防犯カメラと監視カメラの違いとは?企業向け導入事例とAI活用をわかりやすく解説

「防犯カメラ」と「監視カメラ」。似たように聞こえますが、実は導入目的や使用シーンによって呼び分けられていることをご存じでしょうか? 

特に企業にとっては、社内や施設の安全対策や業務効率化、犯罪抑止、トラブルの可視化といった用途の違いに応じて、適切な防犯カメラや監視カメラを選定することが重要です。

本記事では、法人向けに防犯カメラと監視カメラの違いを整理し、AIを活用した最新のセキュリティシステムや導入事例などをご紹介します。

目次

1. 防犯カメラと監視カメラの違いとは?

一般的な定義

防犯カメラと監視カメラは、どちらも映像を記録するという基本的な機能は共通していますが、一般的には使用目的に応じて呼び方が使い分けられています

防犯カメラは、主に犯罪の抑止を目的として設置され、建物の入口付近や人目につく場所に設置されることが一般的です。

一方、監視カメラは、業務中の行動確認や業務効率の向上、内部不正の防止など、監視そのものを目的として使用されるケースが多く、工場や屋内の目立たない場所などにも設置されます。

法的・技術的な違い

実は、防犯カメラと監視カメラの間に明確な法律上の定義や技術的な違いはありません。呼称の違いはあくまでも使用目的や設置意図によるものであり、カメラの機能や性能そのものに大きな違いがあるわけではありません。ただし、システムの運用方法によってはプライバシー保護などの法的配慮が必要となるため、設置目的を明確にしておくことが重要です。

イメージや利用目的の違い

防犯カメラは「抑止」のために、あえて目立つように設置されることが多く、犯罪者への心理的な圧力として機能します。これに対し、監視カメラは「監視・管理」が目的であり、対象者に意識させない設置が行われることもあります。

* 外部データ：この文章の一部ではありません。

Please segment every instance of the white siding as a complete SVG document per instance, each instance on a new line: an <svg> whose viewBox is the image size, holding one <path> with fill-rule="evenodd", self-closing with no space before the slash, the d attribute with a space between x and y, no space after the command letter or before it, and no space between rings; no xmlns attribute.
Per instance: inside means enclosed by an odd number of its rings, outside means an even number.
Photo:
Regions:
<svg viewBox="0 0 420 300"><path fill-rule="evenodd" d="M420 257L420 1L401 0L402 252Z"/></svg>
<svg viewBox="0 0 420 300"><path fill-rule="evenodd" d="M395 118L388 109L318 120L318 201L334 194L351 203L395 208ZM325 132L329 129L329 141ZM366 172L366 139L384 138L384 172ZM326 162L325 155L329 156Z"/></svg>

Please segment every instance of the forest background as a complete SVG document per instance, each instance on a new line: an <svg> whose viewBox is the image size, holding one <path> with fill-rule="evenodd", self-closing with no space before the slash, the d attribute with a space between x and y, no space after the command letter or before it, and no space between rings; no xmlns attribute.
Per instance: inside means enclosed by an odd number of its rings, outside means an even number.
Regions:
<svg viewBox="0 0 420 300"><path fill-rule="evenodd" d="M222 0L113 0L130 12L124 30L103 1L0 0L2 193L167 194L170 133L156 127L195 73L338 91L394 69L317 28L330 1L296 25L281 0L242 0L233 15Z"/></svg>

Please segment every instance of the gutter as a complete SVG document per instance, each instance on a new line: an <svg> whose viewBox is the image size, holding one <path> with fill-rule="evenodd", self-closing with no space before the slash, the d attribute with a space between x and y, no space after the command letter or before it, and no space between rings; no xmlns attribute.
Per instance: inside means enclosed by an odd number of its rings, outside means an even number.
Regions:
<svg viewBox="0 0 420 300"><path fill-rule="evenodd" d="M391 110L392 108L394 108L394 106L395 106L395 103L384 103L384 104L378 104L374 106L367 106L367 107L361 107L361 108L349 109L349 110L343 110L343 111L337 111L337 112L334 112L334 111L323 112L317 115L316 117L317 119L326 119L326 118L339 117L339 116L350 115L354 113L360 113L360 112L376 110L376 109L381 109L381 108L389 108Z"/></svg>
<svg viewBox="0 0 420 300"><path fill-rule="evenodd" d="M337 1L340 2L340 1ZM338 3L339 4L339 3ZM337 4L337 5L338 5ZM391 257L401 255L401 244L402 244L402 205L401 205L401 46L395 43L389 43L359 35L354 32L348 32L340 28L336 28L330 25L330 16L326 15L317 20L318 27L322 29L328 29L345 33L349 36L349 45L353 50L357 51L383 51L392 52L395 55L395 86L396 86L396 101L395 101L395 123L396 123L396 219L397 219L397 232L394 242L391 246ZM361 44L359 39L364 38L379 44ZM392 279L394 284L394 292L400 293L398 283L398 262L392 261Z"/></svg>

セキュリティにおいては、この「見せるカメラ」と「見せないカメラ」の違いが、目的に応じた効果を発揮するポイントのひとつになります。

補足:防犯カメラと監視カメラ違いまとめ

項目防犯カメラ監視カメラ
主な目的犯罪抑止業務管理・監視
設置場所入口、屋外、駐車場オフィス、工場、作業エリア
視認性あえて目立つように設置目立たない場所に設置される場合もある
主な用途侵入防止、盗難対策業務確認、安全管理
AI活用不審者検知など行動分析、異常検知

2. 一般的な防犯カメラ・監視カメラの種類

監視カメラ・防犯カメラのの種類(例)

アナログカメラ(CCTV)

アナログカメラ(CCTV)は、従来から広く利用されてきた監視カメラの方式で、同軸ケーブルを使って映像信号を録画装置へ伝送します。

一般的に解像度は約38万画素程度とされており、現在の高解像度カメラと比較すると画質はやや粗いものの、構造がシンプルで導入コストを抑えやすい点が特徴です。既存の配線設備を活用しながら導入できるケースも多く、小規模な施設や簡易的な監視用途で現在も利用されています。

アナログハイビジョン(AHD)

アナログハイビジョン(AHD)は、従来のアナログ配線を活かしながら高解像度映像を伝送できるカメラ方式です。

200万画素(フルHD)から500万画素程度までの高画質に対応しており、既存の同軸ケーブル環境を活用しながらシステムをアップグレードできる点が大きなメリットです。アナログカメラに比べて映像の鮮明度が高く、人物の識別や状況確認がしやすいため、工場や店舗、倉庫などの監視用途で広く採用されています。

ネットワークカメラ

ネットワークカメラは、インターネットを介して映像を送信することで、リアルタイムでの遠隔監視が可能です。これにより、オフィスや現場から離れていても、スマートフォンやPCを使って映像を確認できるため、非常に便利です。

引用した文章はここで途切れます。